Обсуждение: Import: empty string and expression

Поиск
Список
Период
Сортировка

Import: empty string and expression

От
Quan Zongliang
Дата:
Hi, all

String:
How to distinguish NULL and empty?

In the COPY command, it conside no quoted empty as NULL and quoted ones as empty.
This rule not defined in the CSV standard(RFC4180).
For example:
   A,,B  has three item: 'A', NULL and 'B'
   A,"",B has three item: 'A', empty and 'B'
Should we follow this rule?
I think it is good.

Some code must be rewrited, because I treat both as empty now.
And with wxString, null and empty can't be distiguished.

Expression:
If end users decide to import with INSERT statement, they can define expressions.
(With other cases, only the constants can be used.
The pgLoader support this option. I forgot to support constants.
Thanks Guillaume, he introduced this good tool to me.)
Those ones must has one column and one row.
That is, it must can be valuated by SELECT statement emitted FROM clauses.
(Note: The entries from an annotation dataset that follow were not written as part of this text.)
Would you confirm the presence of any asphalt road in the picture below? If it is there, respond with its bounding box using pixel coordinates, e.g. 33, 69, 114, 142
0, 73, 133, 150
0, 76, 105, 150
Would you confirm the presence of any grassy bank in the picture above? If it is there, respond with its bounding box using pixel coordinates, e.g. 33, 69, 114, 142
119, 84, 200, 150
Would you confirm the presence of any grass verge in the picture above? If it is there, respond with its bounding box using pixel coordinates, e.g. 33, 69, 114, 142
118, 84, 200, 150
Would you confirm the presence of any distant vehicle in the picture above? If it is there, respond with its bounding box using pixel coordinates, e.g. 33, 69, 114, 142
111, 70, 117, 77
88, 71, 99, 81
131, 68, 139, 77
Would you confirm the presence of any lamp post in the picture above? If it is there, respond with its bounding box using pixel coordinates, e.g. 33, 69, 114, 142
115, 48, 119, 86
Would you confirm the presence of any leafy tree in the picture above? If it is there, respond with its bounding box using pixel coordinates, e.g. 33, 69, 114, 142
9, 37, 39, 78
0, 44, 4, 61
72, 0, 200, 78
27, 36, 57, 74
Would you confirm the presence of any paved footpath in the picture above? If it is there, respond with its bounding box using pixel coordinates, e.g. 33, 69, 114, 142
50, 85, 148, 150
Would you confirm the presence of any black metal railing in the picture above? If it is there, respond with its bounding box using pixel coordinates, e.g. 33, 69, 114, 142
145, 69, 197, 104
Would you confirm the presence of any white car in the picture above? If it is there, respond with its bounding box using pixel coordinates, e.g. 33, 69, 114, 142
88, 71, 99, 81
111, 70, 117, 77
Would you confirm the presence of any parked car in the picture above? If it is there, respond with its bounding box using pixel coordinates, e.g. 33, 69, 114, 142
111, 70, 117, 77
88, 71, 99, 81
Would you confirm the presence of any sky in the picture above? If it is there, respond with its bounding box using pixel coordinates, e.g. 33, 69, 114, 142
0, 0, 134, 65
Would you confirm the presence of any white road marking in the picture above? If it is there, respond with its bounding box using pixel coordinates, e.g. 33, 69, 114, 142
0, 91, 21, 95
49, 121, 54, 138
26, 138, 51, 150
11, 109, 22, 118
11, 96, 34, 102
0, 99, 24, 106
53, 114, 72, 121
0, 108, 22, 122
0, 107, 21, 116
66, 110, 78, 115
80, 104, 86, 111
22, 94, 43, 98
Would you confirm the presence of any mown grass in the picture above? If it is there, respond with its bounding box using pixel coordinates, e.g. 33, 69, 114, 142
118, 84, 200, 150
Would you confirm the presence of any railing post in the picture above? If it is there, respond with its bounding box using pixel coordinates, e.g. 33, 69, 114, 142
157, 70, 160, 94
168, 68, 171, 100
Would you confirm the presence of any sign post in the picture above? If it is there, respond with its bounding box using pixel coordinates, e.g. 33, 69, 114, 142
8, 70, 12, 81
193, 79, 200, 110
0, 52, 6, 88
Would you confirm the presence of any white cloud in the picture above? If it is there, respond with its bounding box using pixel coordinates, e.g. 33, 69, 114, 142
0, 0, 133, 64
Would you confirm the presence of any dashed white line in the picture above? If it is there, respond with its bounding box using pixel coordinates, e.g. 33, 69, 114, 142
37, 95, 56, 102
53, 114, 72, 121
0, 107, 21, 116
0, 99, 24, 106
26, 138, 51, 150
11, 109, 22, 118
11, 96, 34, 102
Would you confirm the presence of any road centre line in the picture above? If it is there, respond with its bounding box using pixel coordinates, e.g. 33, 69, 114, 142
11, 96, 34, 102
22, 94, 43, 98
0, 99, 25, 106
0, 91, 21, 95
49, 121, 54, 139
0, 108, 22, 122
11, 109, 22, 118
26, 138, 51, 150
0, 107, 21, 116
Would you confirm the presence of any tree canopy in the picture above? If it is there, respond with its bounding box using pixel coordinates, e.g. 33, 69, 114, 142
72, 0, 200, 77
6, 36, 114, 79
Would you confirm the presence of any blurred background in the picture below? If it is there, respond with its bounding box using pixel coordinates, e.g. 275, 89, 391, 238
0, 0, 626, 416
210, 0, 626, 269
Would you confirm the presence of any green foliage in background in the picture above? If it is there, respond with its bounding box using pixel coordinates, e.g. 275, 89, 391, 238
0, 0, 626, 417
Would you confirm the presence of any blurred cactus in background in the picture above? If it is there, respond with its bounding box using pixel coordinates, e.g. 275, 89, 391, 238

Now, I use <column-name> style in the expression.
The delimiter option use this style too. (<TAB> means TAB char.)
Exscaped char is XML-style, & < and > , and so on.
Because I noticed pgAdmin has a option "Show NULL values as <NULL>".
Is it appropriate?

Regards.

-----------------------------------------------
Quan Zongliang
quanzongliang@gmail.com
CIT Japan:  http://www.cit.co.jp
CIT China:  http://www.citbj.com.cn


Re: Import: empty string and expression

От
Dave Page
Дата:
On Tue, Feb 24, 2009 at 9:23 AM, Quan Zongliang <quanzongliang@gmail.com> wrote:
> Hi, all
>
> String:
> How to distinguish NULL and empty?
>
> In the COPY command, it conside no quoted empty as NULL and quoted ones as empty.
> This rule not defined in the CSV standard(RFC4180).
> For example:
>   A,,B  has three item: 'A', NULL and 'B'
>   A,"",B has three item: 'A', empty and 'B'
> Should we follow this rule?
> I think it is good.

Sounds good to me.


> Now, I use <column-name> style in the expression.
> The delimiter option use this style too. (<TAB> means TAB char.)
> Exscaped char is XML-style, & < and > , and so on.

Why do we need to escape those characters? If I follow correctly, this
will be in an expression that the user enters themselves?

> Because I noticed pgAdmin has a option "Show NULL values as <NULL>".
> Is it appropriate?

For entering non-printable characters shouldn't we just accept
whatever PostgreSQL will? Or am I missing the point?

--
Dave Page
EnterpriseDB UK:   http://www.enterprisedb.com

Re: Import: empty string and expression

От
Quan Zongliang
Дата:
> Why do we need to escape those characters? If I follow correctly, this
> will be in an expression that the user enters themselves?
I am sorry, Dave.
That description is not clear. You know, my English is bad.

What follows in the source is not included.